To account for the money that would have gone toward first responders from the service fee, the deal includes the university devoting $250,000 to Tuscaloosa City Hall each year from 2024 to 2028, as well as scholarships for Tuscaloosa police officers and firefighters and their children.
“We can’t express enough how much we appreciate and value the many public safety, fire and rescue, transportation, and other staff who help keep our communities safe and running smoothly,” UA President Stuart Bell said. “This agreement underscores the important roles they play and how the University values their roles.”
Maddox voiced his happiness with the compromise, citing the university’s importance for the Tuscaloosa economy.

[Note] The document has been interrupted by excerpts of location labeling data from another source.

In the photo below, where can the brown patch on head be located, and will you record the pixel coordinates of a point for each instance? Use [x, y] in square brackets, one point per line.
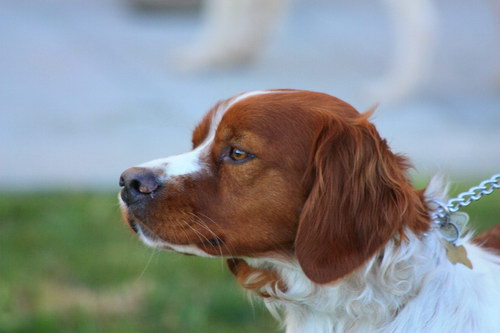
[202, 130]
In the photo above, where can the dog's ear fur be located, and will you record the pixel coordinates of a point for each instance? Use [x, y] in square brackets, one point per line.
[359, 197]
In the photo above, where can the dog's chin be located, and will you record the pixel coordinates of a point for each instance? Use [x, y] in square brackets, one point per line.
[152, 240]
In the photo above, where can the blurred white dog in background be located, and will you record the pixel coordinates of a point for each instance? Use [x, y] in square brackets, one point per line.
[236, 31]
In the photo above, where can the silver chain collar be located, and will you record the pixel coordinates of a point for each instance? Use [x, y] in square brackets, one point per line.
[446, 216]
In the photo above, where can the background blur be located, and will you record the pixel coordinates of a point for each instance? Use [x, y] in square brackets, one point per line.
[90, 87]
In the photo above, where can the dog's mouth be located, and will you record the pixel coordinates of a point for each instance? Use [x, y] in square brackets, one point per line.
[152, 240]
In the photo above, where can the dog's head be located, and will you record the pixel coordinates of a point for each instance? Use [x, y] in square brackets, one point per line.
[280, 173]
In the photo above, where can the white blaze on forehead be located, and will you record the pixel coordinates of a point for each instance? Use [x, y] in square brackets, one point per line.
[192, 162]
[179, 165]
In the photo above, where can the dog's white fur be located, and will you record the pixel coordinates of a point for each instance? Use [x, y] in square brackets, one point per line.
[412, 287]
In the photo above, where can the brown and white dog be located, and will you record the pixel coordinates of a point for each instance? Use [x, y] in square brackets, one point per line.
[316, 215]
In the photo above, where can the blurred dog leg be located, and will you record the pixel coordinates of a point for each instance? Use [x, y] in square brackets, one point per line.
[234, 33]
[414, 25]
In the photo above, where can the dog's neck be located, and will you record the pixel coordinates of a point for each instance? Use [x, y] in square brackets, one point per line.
[371, 299]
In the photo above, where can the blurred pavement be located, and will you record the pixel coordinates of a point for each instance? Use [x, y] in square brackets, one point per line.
[87, 87]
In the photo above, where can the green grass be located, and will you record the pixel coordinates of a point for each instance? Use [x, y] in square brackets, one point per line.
[68, 264]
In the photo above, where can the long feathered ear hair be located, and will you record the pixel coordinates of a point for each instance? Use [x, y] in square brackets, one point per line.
[359, 197]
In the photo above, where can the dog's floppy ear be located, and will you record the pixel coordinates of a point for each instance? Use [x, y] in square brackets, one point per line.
[359, 197]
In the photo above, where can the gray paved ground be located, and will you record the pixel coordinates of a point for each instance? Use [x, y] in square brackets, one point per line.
[87, 88]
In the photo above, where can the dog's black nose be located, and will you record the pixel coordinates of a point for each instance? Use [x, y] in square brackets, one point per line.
[138, 183]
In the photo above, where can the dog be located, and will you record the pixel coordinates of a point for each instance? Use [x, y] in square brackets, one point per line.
[316, 215]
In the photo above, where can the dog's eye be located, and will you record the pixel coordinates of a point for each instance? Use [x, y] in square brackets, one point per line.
[238, 155]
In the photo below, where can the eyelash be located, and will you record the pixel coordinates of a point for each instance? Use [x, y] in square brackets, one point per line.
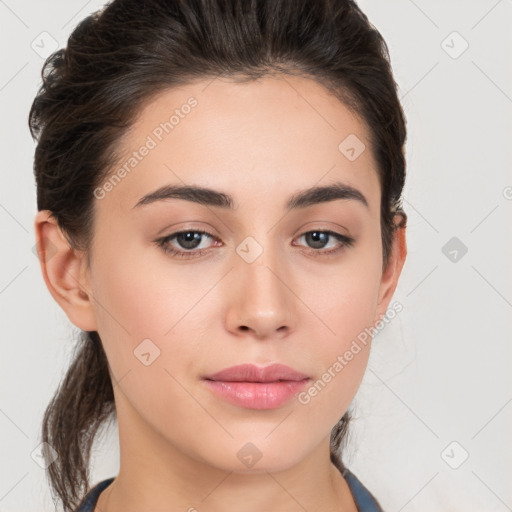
[163, 243]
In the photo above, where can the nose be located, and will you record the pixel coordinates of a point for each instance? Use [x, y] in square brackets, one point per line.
[261, 302]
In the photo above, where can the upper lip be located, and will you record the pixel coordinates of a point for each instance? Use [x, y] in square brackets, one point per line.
[253, 373]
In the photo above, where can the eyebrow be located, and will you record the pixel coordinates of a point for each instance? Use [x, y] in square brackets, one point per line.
[210, 197]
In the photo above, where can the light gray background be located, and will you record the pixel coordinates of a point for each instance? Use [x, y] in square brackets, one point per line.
[440, 372]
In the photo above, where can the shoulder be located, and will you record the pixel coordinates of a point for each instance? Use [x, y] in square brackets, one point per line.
[89, 501]
[365, 501]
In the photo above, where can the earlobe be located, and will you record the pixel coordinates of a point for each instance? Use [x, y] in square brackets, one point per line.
[396, 262]
[62, 269]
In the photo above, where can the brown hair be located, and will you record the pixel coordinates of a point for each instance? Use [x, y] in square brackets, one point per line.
[115, 61]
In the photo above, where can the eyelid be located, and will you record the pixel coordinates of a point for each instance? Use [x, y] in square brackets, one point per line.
[344, 241]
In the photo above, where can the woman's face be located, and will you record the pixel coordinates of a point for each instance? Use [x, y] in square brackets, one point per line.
[259, 288]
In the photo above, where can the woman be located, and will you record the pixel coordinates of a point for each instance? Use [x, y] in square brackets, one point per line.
[219, 192]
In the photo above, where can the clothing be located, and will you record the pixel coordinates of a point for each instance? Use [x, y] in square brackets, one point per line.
[365, 501]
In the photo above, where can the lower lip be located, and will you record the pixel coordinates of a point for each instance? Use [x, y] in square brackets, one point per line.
[257, 395]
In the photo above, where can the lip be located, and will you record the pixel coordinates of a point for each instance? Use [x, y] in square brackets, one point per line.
[253, 387]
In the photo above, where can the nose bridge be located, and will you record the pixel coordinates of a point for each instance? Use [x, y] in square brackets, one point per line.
[261, 300]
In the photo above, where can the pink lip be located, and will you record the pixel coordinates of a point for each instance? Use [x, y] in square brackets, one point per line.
[253, 387]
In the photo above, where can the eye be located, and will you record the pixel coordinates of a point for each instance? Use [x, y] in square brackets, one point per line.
[318, 239]
[188, 239]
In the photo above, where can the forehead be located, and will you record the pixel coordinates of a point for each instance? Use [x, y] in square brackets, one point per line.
[274, 134]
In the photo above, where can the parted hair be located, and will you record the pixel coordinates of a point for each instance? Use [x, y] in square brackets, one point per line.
[115, 61]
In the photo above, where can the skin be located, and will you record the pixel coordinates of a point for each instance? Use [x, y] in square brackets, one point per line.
[260, 142]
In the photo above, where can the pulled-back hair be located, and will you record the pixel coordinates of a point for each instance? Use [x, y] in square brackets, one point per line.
[116, 60]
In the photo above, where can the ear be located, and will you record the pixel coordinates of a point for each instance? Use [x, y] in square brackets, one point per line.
[64, 271]
[396, 262]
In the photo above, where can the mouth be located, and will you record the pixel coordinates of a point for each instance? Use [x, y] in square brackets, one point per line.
[252, 387]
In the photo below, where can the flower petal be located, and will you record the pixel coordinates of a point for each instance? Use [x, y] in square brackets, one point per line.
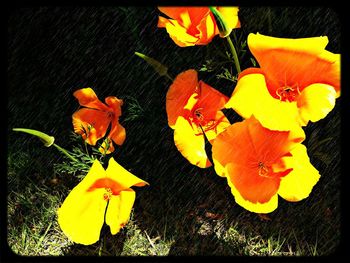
[190, 145]
[119, 174]
[211, 100]
[91, 124]
[81, 215]
[117, 133]
[178, 94]
[221, 124]
[251, 97]
[177, 32]
[107, 146]
[300, 62]
[119, 210]
[207, 29]
[87, 97]
[256, 207]
[298, 184]
[230, 14]
[315, 102]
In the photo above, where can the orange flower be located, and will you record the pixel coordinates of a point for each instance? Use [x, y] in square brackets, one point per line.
[297, 82]
[193, 107]
[261, 164]
[189, 26]
[92, 122]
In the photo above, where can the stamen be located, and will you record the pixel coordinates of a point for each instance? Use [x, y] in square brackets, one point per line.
[288, 93]
[263, 170]
[107, 196]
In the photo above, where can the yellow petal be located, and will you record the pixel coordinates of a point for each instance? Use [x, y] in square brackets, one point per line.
[267, 207]
[230, 14]
[190, 145]
[251, 97]
[81, 215]
[222, 125]
[119, 210]
[315, 102]
[123, 177]
[259, 43]
[298, 184]
[177, 32]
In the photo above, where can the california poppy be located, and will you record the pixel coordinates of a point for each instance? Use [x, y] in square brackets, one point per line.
[193, 108]
[93, 121]
[298, 81]
[189, 26]
[83, 212]
[261, 164]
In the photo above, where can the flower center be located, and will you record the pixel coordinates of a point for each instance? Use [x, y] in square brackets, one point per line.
[197, 117]
[110, 115]
[288, 93]
[108, 194]
[263, 169]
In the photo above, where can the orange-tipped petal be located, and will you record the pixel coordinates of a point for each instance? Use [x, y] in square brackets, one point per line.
[315, 102]
[298, 184]
[230, 14]
[251, 97]
[256, 207]
[87, 98]
[117, 133]
[107, 146]
[177, 32]
[123, 177]
[190, 145]
[81, 215]
[91, 124]
[178, 94]
[119, 210]
[300, 62]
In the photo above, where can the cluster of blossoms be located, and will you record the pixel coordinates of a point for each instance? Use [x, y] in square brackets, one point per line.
[262, 156]
[103, 196]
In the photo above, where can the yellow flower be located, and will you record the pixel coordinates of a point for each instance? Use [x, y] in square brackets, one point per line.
[83, 212]
[297, 82]
[189, 26]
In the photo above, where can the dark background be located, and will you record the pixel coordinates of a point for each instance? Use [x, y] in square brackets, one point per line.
[53, 51]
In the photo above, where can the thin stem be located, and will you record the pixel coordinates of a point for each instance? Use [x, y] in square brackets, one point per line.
[234, 53]
[65, 152]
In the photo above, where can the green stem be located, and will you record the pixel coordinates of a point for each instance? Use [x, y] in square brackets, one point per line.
[234, 53]
[65, 152]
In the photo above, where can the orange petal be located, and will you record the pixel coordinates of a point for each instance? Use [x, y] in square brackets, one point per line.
[177, 32]
[117, 133]
[251, 97]
[91, 124]
[174, 12]
[230, 14]
[315, 102]
[210, 100]
[298, 184]
[207, 29]
[115, 104]
[221, 123]
[190, 145]
[87, 97]
[178, 94]
[251, 186]
[107, 146]
[300, 62]
[257, 207]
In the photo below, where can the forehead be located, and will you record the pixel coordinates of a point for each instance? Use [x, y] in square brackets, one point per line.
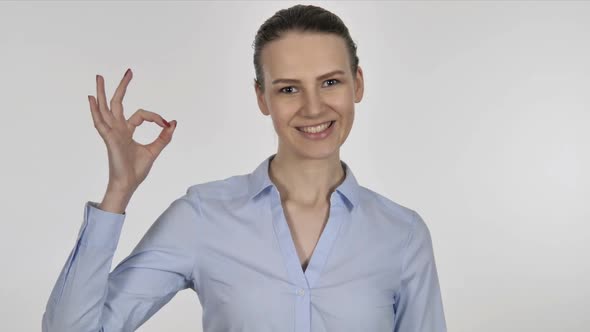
[298, 54]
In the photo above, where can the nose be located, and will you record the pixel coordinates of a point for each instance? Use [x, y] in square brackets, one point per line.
[313, 104]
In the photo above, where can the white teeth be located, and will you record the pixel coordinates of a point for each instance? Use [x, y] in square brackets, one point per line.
[315, 129]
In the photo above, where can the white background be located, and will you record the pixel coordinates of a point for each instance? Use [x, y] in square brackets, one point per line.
[475, 114]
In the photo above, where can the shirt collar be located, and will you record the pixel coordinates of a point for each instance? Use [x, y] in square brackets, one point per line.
[259, 180]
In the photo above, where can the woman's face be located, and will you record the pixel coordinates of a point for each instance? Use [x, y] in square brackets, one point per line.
[309, 97]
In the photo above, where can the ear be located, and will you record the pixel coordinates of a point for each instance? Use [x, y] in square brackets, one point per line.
[260, 99]
[359, 85]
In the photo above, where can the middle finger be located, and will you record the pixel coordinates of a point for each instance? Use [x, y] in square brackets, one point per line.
[102, 101]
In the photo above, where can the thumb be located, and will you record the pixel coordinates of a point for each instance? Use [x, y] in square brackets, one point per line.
[162, 140]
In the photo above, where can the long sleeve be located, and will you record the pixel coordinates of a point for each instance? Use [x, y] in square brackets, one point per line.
[418, 304]
[86, 297]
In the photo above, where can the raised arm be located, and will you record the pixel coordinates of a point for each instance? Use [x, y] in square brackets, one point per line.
[418, 304]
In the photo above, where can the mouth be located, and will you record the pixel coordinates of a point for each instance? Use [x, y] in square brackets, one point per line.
[317, 128]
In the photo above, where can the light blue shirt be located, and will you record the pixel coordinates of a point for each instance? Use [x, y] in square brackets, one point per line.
[373, 268]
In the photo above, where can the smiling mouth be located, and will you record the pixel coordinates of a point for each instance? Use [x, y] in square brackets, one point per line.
[319, 126]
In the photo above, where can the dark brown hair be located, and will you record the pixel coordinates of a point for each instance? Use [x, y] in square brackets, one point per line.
[300, 18]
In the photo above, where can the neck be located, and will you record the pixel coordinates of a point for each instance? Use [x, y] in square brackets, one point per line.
[306, 182]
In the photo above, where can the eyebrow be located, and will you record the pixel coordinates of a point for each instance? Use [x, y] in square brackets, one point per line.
[290, 80]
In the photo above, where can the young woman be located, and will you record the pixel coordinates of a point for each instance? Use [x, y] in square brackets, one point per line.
[296, 245]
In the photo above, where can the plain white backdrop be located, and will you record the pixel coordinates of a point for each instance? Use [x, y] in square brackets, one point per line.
[475, 114]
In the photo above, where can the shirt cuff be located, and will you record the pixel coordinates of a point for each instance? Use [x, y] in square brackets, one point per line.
[101, 229]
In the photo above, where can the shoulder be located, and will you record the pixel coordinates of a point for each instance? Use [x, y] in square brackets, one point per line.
[381, 207]
[225, 189]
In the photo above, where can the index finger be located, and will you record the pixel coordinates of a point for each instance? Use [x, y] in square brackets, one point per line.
[117, 100]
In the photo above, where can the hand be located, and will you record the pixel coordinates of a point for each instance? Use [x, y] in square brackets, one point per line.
[129, 161]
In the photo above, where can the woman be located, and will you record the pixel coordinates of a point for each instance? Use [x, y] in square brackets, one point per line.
[296, 245]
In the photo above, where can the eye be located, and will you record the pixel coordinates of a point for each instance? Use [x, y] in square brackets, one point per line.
[333, 79]
[290, 87]
[283, 89]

“The University of Alabama is not only our region’s largest employer and economic driver, they are partners when it comes to ensuring that Tuscaloosa is safe,” Maddox said. “The incredible growth of UA is phenomenal for our community, and this agreement will ensure that we continue to offer the best and safest experiences in the nation.”
Byrne has not yet announced a date when alcohol sales at athletics events would begin, but this deal is a significant step forward in the process.